Cuando el fútbol era el nexo de unión familiar
Hubo un tiempo, no tan lejano pero que hoy parece pertenecer a otro mundo, en el que el fútbol no era solo un deporte, sino un vínculo, un ritual que unía a las familias y a los amigos alrededor de una mesa. Era la época en la que el sonido del pitido inicial se mezclaba con el aroma de la cena recién hecha, cuando los padres, hijos, cuñados, hermanos y amigos se reunían a las nueve de la noche para ver el único partido en abierto de la jornada.
En aquellos días, el fútbol era más sentimiento que negocio, más pasión que mercado. No existían horarios fragmentados ni canales de pago que obligaran a elegir entre la economía doméstica y la afición. Bastaba con encender el televisor, servir unas viandas sencillas —un buen plato de embutidos, unas tapas caseras y alguna cerveza fría— y disfrutar, juntos, de noventa minutos que parecían sagrados. Era un momento de comunión, donde las discusiones futboleras se vivían con respeto y las alegrías y decepciones se compartían como familia.
Los estadios, por su parte, desprendían otro aroma: el del linimento, el Réflex y los aceites que impregnaban el ambiente de vestuario. Sobre el césped, hombres con bigotes y melenas largas, sin gominas ni peinados de pasarela, corrían por campos embarrados, bajo la lluvia, con camisetas que pesaban más con cada gota de agua. El fútbol era auténtico, imperfecto y profundamente humano.
Pero ese mundo comenzó a cambiar. Llegó la televisión de pago, se multiplicaron los horarios y se perdió la rutina del sábado por la noche en familia. El sueño de convertirse en el emblema de tu equipo se fue difuminando, sustituido por el deseo de “ser futbolista por la pasta”. El fútbol dejó de oler a barro y a sudor y comenzó a oler a negocio, a contratos millonarios y a publicidad.
Lo que antes era unión se convirtió en fragmentación. Las familias ya no se reúnen en torno a una mesa para compartir un partido; cada cual lo ve —si puede pagarlo— desde su propia pantalla, en soledad, sin el calor de aquellos debates que se alargaban hasta la madrugada. El fútbol, que fue motor de felicidad y fraternidad, ha entrado en una era de infelicidad emocional, donde las gradas parecen escenarios y los jugadores modelos de pasarela.
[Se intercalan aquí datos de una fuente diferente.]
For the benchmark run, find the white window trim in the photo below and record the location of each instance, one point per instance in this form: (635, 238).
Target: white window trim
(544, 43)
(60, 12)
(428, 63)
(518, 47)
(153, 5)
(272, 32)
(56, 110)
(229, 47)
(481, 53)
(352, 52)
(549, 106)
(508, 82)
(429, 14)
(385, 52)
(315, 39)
Ese fútbol de mesa de los sábados, el que nos enseñó a amar y a soñar, murió silenciosamente, dejando paso a un fútbol globalizado, mercantilizado y frío.
Hoy, mientras miramos hacia atrás con nostalgia, no podemos evitar preguntarnos:
¿Dónde quedó aquel fútbol que era capaz de unir a toda una familia en torno a una mesa y a un balón?